You should read the column in full to get the particulars, but I assure you Dr. Prather is not only expert in WMD, but also practically knows by heart all the relevant treaties, documents, and technicalities at issue. When he says the Iranians have not enriched any uranium or breached any international contract, he knows what he is talking about.
Prather’s weekend column referred to the president’s statements of February, so I thought perhaps these flaws had been corrected by now. Yesterday, though, at the president’s Rose Garden press conference, he not only repeated the errors, but magnified them. Here he was responding to a question about Iran: “Now, our policy is very clear on that, and that is that the Iranians violated the NPT agreement, we found out they violated the agreement, and therefore they’re not to be trusted when it comes to highly enriched uranium or highly enriching uranium.”
This may have gone whistling right past your ears, Andy. Certainly nobody in the press corps raised a flag. But the president erred when he said Iran violated the Nonproliferation Treaty. They did not, which also means the president remains misinformed when he says “we found out they violated the agreement.” And if you would only check with the International Atomic Energy Agency (IAEA), you will find Iran has lived up to every jot and tittle of the NPT. It only failed to report a technical irregularity of no consequence, one that broke no NPT rules and that the IAEA would look foolish in taking to the UN Security Council as Condoleezza Rice keeps threatening. Similar technical irregularities have been acknowledged by Brazil and South Korea in their peaceful uses of atomic energy.
In the same press conference, President Bush went on to discuss North Korea:
“Secondly, in terms of North Korea, North Korea had a weapons program that they had concealed, as you might recall, prior to 2002 as a matter of fact, it was prior to 2000. It was a bilateral so-called bilateral agreement between North Korea and the United States, and it turns out that they had violated that agreement because they were enriching uranium, contrary to the agreement. We caught them on that. And therefore I decided to change the policy to encourage other nations to be involved with convincing North Korea to abandon its weapons program. And that’s where we are.”

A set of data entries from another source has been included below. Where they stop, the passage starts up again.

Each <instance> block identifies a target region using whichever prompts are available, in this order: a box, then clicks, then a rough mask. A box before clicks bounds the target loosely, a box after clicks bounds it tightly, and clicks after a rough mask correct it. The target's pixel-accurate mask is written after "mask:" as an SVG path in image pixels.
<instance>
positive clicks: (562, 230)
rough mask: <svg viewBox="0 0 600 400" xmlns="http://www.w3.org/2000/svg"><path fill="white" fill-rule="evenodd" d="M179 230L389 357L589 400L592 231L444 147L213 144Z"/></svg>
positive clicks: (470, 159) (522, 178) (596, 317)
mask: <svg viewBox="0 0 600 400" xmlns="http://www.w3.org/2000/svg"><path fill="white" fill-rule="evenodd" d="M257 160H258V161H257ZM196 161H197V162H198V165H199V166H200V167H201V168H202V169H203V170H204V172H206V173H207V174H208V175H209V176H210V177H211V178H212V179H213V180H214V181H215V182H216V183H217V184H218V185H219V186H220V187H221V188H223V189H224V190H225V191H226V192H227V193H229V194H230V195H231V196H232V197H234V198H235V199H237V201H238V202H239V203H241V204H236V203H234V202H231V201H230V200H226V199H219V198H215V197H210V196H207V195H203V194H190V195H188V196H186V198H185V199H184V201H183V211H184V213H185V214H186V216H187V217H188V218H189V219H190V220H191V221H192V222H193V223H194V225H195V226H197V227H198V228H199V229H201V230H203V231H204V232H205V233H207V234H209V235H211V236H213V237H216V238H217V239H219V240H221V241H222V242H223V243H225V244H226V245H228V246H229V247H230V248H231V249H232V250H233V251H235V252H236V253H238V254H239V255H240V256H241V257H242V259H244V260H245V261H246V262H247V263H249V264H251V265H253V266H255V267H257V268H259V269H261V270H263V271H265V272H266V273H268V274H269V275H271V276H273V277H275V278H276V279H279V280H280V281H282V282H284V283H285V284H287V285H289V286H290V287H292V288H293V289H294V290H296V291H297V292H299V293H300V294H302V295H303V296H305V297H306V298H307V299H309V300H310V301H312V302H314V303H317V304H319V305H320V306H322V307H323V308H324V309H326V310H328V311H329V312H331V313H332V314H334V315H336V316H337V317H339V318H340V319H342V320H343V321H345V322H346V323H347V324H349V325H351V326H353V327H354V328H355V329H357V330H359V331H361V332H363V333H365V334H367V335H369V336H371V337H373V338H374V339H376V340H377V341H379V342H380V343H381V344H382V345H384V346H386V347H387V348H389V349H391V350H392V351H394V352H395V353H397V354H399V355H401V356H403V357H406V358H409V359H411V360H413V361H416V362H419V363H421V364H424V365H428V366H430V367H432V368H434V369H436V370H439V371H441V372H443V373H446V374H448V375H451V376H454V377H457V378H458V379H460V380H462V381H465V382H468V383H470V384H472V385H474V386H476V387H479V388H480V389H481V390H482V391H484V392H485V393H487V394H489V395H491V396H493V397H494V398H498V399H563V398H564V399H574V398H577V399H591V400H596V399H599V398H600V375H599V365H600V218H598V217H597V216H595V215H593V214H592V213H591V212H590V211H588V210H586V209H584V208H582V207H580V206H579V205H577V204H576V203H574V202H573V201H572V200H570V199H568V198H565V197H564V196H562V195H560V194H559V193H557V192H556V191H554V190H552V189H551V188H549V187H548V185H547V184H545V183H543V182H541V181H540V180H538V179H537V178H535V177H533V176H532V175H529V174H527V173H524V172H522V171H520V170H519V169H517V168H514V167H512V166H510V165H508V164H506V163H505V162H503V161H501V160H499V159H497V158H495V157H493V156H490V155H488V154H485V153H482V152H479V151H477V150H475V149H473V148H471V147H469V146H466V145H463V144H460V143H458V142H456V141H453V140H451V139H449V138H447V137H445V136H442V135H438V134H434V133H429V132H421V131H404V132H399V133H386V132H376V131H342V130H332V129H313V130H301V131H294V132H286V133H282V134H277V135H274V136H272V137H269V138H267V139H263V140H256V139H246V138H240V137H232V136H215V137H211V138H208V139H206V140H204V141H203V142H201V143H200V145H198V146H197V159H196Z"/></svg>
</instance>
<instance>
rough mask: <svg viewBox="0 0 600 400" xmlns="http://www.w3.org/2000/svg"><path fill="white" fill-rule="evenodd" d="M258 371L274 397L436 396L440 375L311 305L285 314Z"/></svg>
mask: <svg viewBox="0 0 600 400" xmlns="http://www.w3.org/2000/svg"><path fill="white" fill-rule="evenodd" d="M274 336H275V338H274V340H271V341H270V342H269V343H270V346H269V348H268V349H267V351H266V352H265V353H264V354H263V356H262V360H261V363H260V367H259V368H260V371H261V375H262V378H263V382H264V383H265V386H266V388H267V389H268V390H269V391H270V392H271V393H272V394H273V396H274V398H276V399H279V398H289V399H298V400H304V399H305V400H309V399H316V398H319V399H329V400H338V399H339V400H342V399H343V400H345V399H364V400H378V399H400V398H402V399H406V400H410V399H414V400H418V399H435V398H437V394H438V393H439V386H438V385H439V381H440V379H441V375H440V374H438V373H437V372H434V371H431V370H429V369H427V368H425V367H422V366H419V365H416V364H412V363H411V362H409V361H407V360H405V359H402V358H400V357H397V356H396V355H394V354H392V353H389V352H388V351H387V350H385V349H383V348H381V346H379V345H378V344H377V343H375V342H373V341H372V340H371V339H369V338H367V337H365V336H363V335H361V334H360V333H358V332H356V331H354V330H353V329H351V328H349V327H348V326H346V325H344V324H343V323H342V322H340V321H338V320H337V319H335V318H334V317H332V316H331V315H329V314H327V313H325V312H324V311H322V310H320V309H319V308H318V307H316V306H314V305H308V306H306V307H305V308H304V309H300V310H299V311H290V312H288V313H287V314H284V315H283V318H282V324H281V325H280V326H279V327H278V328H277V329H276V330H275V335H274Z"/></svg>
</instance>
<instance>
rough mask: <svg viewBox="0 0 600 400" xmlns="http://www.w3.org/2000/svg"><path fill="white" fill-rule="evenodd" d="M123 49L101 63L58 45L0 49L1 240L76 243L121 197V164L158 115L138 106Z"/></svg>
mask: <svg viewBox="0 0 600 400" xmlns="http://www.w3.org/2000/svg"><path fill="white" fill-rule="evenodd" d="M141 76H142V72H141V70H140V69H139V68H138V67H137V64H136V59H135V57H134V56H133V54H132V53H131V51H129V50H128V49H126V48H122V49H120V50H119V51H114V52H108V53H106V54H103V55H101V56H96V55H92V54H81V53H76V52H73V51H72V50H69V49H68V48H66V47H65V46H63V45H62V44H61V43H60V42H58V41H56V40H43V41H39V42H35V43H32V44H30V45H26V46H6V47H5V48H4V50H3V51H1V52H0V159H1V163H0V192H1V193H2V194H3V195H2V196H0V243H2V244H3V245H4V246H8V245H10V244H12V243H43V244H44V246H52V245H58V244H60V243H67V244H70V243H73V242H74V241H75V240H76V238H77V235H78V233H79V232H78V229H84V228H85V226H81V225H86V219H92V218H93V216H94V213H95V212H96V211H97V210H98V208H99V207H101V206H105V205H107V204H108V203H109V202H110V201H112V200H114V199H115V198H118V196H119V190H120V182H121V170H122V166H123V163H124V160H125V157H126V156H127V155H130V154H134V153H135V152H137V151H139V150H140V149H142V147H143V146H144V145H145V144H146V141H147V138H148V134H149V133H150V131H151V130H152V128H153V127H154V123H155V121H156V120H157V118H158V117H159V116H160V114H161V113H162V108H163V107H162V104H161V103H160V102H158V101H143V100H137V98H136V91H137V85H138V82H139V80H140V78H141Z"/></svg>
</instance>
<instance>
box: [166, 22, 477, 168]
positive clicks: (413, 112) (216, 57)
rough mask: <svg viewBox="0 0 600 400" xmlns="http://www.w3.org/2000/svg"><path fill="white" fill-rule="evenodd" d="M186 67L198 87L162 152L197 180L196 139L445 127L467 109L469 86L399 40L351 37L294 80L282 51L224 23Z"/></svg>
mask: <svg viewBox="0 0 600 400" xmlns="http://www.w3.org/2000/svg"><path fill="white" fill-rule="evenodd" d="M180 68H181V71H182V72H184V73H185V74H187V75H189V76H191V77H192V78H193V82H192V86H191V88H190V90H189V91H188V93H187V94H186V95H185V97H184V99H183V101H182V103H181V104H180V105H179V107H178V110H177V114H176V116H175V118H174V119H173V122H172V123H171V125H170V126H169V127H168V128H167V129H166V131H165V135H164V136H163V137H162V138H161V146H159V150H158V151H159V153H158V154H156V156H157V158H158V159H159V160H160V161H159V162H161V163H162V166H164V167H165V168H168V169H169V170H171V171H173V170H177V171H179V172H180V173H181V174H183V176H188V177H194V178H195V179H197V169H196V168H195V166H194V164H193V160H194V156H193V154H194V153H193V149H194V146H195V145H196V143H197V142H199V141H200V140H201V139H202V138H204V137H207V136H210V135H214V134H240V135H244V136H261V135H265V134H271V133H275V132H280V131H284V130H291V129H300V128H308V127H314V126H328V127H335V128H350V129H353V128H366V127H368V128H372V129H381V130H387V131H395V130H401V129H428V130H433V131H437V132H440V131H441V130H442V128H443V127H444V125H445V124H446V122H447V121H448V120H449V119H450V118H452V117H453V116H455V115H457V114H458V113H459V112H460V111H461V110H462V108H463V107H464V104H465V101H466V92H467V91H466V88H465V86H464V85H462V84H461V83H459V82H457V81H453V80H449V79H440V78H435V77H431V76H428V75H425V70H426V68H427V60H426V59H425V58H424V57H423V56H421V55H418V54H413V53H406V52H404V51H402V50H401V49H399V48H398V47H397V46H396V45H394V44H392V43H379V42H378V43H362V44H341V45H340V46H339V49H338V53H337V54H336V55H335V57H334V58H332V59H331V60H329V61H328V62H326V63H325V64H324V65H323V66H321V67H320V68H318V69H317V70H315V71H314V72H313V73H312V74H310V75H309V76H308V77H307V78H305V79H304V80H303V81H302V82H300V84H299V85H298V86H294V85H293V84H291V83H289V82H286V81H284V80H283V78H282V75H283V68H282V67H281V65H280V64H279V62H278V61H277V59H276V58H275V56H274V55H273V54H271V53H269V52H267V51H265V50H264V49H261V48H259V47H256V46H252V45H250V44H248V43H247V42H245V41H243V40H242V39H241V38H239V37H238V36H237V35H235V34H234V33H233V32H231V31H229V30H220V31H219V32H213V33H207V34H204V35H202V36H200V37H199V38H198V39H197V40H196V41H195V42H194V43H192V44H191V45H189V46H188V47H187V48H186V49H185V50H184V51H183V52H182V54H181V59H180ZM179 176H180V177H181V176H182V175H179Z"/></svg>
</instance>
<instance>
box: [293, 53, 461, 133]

Here again, Mr. Bush appears to have been briefed by someone in the White House who gets his information from Fox News or The Washington Times. In fact, North Korea had no weapons program they had concealed prior to 2000 or 2002. There is not the slightest evidence that Kim Jong Il ever violated the Nonproliferation Treaty, and that he only went through the formality of withdrawing from the NPT when the United States accused Pyongyang of violating the NPT and then broke Washington’s promise to supply it with conventional fuel while a light-water reactor was being constructed.
North Korea WAS NOT enriching uranium, Andy, and President Bush errs when he says “We caught them on that.” Indeed, there is no evidence to this day that North Korea is enriching uranium. They haven’t said they are and our intelligence community has never located a facility that might be used for such a purpose. And under the terms of the NPT, North Korea would be entitled to do so in order to supply low-enriched uranium to the light-water reactor we agreed to have built for them in 1994 if they agreed to stop work on the plutonium reactors the Clinton administration considered threatening. By the way, you should know we never intended to keep that promise, even though South Korea, China, and Japan agreed to pay for it, and construction never began.
Do you see what I mean? There is just an awful lot of baloney floating around, disguised as slam-dunk Truth with a capital “T.” What you might do to satisfy yourself that the president knows what he is talking about and that I am full of baloney is ask your intelligence czar, John Negroponte, to provide you with a report that will stand up to serious scrutiny on who is violating what, and who has caught whom in violations of agreements or treaties. And I would suggest to Negroponte that he not ask John Bolton to write the report, as Bolton is probably more proficient at slicing baloney than anyone else on the team.